Foltynewicz made no secret about his intention to push for the postseason roster following his post-trade deadline return to the majors. In 10 starts to help Atlanta clinch consecutive division crowns, including outings against playoff contenders Minnesota, Los Angeles and Washington, Foltynewicz struck out 55 batters with a 2.65 ERA — a top-10 mark in baseball after the trade deadline.

The Braves have now won 13 of Foltynewicz’s past 14 starts.

“You kind of envision this process, how it kind of played out because that's what you kind of, your mindset needs to be about,” Foltynewicz said of making the postseason rotation. “But at the same time I was kind of a long way away from getting back to where I was. And I just kind of kept my head down and kept pushing, trucking and a lot of things worked out. I cleaned up my mechanics a little bit.

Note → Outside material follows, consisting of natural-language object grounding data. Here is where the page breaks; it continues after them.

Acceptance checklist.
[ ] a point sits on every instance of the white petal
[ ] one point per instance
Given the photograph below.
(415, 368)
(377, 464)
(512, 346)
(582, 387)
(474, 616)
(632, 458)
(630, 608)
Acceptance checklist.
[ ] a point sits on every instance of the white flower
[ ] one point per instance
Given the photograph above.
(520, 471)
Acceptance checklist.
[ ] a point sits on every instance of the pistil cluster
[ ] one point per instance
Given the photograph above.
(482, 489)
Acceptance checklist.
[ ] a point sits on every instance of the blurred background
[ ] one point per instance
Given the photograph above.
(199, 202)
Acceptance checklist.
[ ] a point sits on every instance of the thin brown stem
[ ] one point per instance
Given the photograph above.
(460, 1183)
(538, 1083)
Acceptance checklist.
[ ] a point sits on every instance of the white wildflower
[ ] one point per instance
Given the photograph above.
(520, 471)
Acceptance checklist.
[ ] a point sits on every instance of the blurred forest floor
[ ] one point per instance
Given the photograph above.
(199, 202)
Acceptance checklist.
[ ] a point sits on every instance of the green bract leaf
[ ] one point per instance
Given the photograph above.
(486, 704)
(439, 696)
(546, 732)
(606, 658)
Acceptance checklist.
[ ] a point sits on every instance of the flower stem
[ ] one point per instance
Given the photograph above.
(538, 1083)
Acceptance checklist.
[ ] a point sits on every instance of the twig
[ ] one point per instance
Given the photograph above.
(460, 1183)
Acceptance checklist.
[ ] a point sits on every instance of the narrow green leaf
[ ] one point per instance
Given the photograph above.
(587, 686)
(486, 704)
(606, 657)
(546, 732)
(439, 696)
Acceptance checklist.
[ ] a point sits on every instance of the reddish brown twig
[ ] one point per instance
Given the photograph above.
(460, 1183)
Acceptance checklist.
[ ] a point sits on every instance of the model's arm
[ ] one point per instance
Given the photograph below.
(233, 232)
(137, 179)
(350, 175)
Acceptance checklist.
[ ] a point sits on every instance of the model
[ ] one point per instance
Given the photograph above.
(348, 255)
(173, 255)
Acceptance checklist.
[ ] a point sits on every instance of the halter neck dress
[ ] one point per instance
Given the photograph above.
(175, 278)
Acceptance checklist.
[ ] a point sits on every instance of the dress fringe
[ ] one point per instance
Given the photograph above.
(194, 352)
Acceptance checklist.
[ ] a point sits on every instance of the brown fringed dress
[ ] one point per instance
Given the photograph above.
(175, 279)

“But to see where I am at today, it was a little farfetched. But at the same time I kept that same goal and dream that I'm going to be with these guys no matter what it is bullpen, starting, when the playoffs come around.”

Now Atlanta turns to the owner of baseball’s best road ERA, Mike Soroka, to swing the series back in the Braves’ favor. Two losses in St. Louis would mean another playoff exit. Two wins in St. Louis would secure Atlanta’s first playoff series win since 2001. But just one win would mean the series heads back to Atlanta — and if we learned nothing else after watching one of this franchise’s best postseason performances in its pitching-rich history, it’s that the Braves will turn to Mike Foltynewicz if this series goes the distance.